The vet didn't know much about mdr1 so it's up to me to do research... All heartworm meds have sensitivity. I just wonder what other rough collie owners use? It's between Revolution and Interceptor now for me.


----------



## sassafras (Jun 22, 2010)

At the doses used for heartworm prevention, any one of them should be safe especially for a non-mutant/mutant.
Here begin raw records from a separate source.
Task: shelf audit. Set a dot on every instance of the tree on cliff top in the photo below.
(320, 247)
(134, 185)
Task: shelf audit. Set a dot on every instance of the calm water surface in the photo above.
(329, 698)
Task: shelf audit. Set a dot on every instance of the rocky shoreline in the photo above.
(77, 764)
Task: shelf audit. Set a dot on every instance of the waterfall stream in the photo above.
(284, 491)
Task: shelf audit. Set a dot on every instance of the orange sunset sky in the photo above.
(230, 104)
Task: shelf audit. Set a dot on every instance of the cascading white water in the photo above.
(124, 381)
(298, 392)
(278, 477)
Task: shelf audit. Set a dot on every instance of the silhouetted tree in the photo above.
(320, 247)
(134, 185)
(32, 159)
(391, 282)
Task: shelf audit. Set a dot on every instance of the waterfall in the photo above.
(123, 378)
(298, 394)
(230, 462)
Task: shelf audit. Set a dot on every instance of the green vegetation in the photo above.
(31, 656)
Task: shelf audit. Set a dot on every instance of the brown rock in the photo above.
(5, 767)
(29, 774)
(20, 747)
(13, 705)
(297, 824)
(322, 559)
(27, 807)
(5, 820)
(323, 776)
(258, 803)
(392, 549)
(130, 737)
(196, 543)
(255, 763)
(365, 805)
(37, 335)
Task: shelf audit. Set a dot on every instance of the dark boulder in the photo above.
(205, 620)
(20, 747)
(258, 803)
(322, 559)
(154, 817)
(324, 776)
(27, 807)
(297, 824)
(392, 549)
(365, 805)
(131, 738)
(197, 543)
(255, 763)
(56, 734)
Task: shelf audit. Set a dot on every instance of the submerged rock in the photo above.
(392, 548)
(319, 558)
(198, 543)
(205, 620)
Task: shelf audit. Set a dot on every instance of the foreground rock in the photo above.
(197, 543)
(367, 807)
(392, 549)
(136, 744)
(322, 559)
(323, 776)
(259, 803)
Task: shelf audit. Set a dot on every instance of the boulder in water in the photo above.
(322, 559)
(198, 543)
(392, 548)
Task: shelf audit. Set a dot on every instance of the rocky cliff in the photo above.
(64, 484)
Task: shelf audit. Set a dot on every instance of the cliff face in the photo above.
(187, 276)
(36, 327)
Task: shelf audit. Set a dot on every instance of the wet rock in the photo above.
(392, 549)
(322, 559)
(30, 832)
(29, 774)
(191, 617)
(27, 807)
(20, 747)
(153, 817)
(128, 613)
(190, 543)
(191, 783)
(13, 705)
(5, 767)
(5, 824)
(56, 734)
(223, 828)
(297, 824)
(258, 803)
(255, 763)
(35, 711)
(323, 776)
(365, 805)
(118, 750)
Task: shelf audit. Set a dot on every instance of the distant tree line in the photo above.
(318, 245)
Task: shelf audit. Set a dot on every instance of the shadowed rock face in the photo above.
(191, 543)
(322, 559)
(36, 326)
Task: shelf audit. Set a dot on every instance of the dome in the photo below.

Personally I don't trust topical heartworm medications like Revolution.


----------



## Charis (Jul 12, 2009)

I would discuss it with your vet - although (and I am NOT a vet) I believe most oral heartworm medications are safe for MDR1 breeds - as I discussed this with my previous vet (before we moved) and he said she would be fine on heartworm meds (this is when her status was unknown).


----------



## sassafras (Jun 22, 2010)

Here is the list of known problem drugs from the WSU website: http://www.vetmed.wsu.edu/depts-VCPL/drugs.aspx

Ivermectin, selamectin, milbemycin, and moxidectin are the relevant drugs for heartworm prevention.


----------



## taffy11 (Jan 31, 2012)

sassafras said:


> Here is the list of known problem drugs from the WSU website: http://www.vetmed.wsu.edu/depts-VCPL/drugs.aspx
> 
> Ivermectin, selamectin, milbemycin, and moxidectin are the relevant drugs for heartworm prevention.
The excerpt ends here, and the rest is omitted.